We're standing by. Our conference will begin shortly. In the mean time, why not check out our
earlier coverage of RIM's announcement?
Here we go.
Thorsten Heins has been appointed CEO, President and a Member of RIM's Board.
Getting through the housekeeping before Thorsten takes over and walks us through his vision for RIM's future.
Mike Lazaridis and Jim Balsillie were the ones who recommended Thorsten as their successor, a decision which the Board unanimously approved after doing its due diligence.
Mike Lazaridis will serve as vice-chair to RIM's board and chairman of its new innovation committee. So he's focusing on what he knows best.
Thorsten taking over now from Barbara now.
"This is an amazing company with a passionate and loyal global customer base."
"When I came to RIM four years ago, it was because we're not just a device company, we are an integrated solution company."
"We are a network. We run services and we run devices."
"We intend to build on this heritage, to extend BlackBerry's leadership."
Over 75 million people are using BB services "every day." Over 55 million are using BlackBerry Messenger.
RIM had approximately 1.5 billion in cash reserves at the end of last quarter.
"Like all companies who scale and grow globally, we hit a few bumps here and there."
"I'm proud of our team for the progression we have made."
"Mike and Jim are visionaries who not only founded our company but also pioneered the whole smartphone industry."
QNX will form the foundation for the BlackBerry platform "for the next decade."
"BlackBerry 7 has been well received. We had the biggest launch ever in RIM's history, bringing 7 devices to the market." Thorsten is very proud of the entire team.
The reception at CES 2012 to PlayBook 2.0 was very positive, he says, and encourages him to think that RIM is on the right path.
"We are in the process of recruiting a new Chief Marketing Officer to work closely with our product and sales teams."
Thorsten will "focus both on short term and long term growth, strategic planning, and flawless execution."

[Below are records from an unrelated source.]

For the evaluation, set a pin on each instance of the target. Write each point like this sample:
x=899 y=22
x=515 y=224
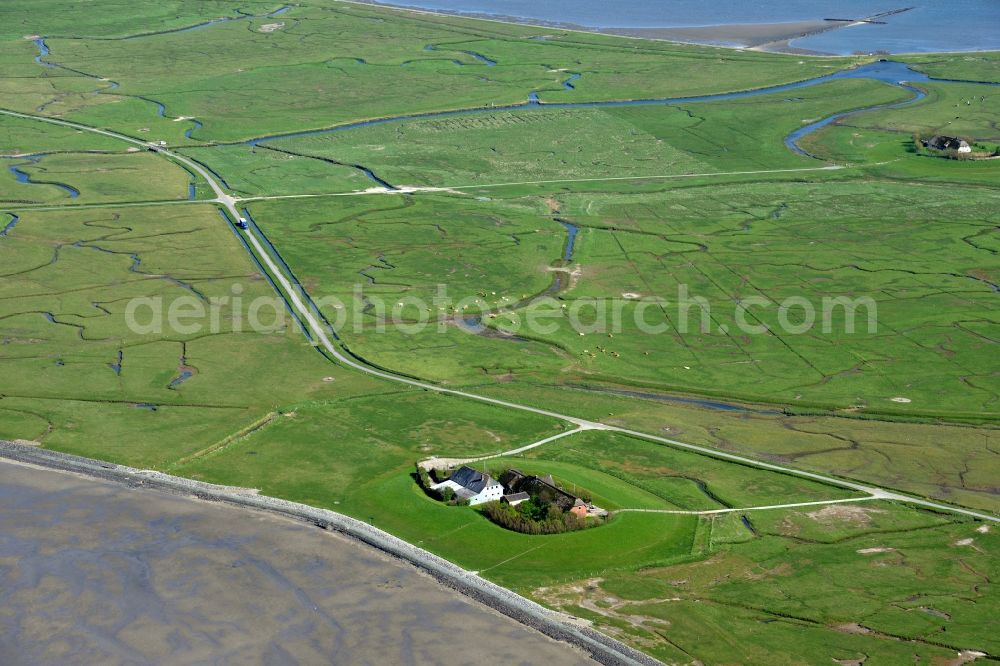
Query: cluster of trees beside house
x=446 y=495
x=954 y=148
x=534 y=517
x=514 y=500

He'll provide his employees with all the resources and opportunity they need, but will ask for accountability in return.
He's wrapped up his prepared remarks and the call is now being opened to questions from the audience.

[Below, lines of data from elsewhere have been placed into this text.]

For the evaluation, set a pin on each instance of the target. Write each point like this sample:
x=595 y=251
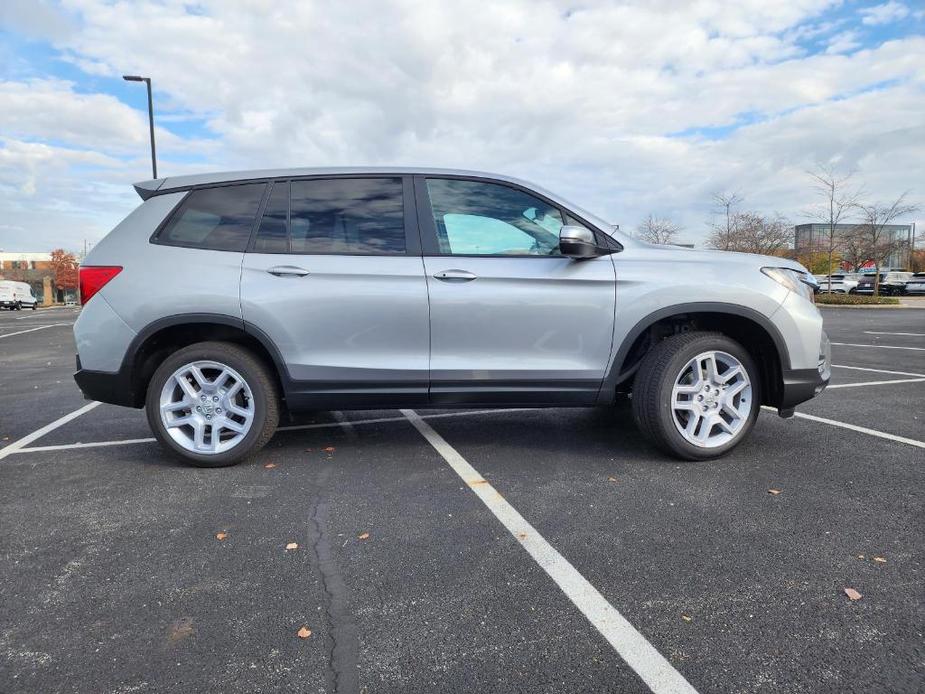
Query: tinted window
x=346 y=215
x=273 y=234
x=219 y=219
x=480 y=218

Barclays Capital analyst: "Thorsten, which processes might be best for you to look at in your first 100 days or so?"
Thorsten: Market communication is one thing. RIM is growing very well internationally, but "the US is a bit different."
"We need to be more marketing-driven, we need to be more consumer-oriented."
So RIM's problem in the US market is simply that it's not communicating properly with them?
"The other element that I want to look in is more in execution area."
"The process of defining a product and executing a product" is the thing that needs to change. "We innovated while we developed the product" and that needs to stop. He wants to see execution and manufacturing happening "decisively" and separately from research, development and prototyping.
Next question, from Richard Kramer. Thorsten greets him warmly.
"What are your thoughts about RIM moving further down in price to capitalize on its growth in places like Indonesia?"
Thorsten: "The lower end, I call it the entry-level smartphone segment. We're not going to go into the featurephone segment, we only play in the smartphone segment."
"There's a huge potential there, that we can move from featurephones to smartphones."
"Do people jump from featurephones to the total high-end smartphone? Probably not." They need a device to bridge the gap between the two. Thorsten tells us that within RIM that's called "onboarding" users onto the smartphone platform.
Once users are hooked in, "we want to take them on to a journey to explore more and more powerful smartphones and then go on to BlackBerry 10 and move on to the sphere of mobile computing."
BB10 is "a whole new architecture."
"Totally newly developed environment: HTML5, native, Air Flash, CSS. We've had fantastic developer feedback."
"Playbook 2.0 and BlackBerry 10 will also have an Android player on it."
Meaning you'll be able to access Android apps on BlackBerry's new platforms.
Q: "You said that you thought QNX would prove to be the most important acquisition of the decade. What is it that gives you confidence that QNX will be so successful? What differentiates it?"
Thorsten: "QNX is not a developing OS, it's actually an existing OS."
"It is a proven OS and the beauty about the QNX OS is that it's a multithreaded OS. It allows true multitasking." He put an emphasis on "true."
"It's an extremely competitive OS as of today."
"I give huge kudos to Mike Lazaridis for acquiring QNX and seeing how valuable it is."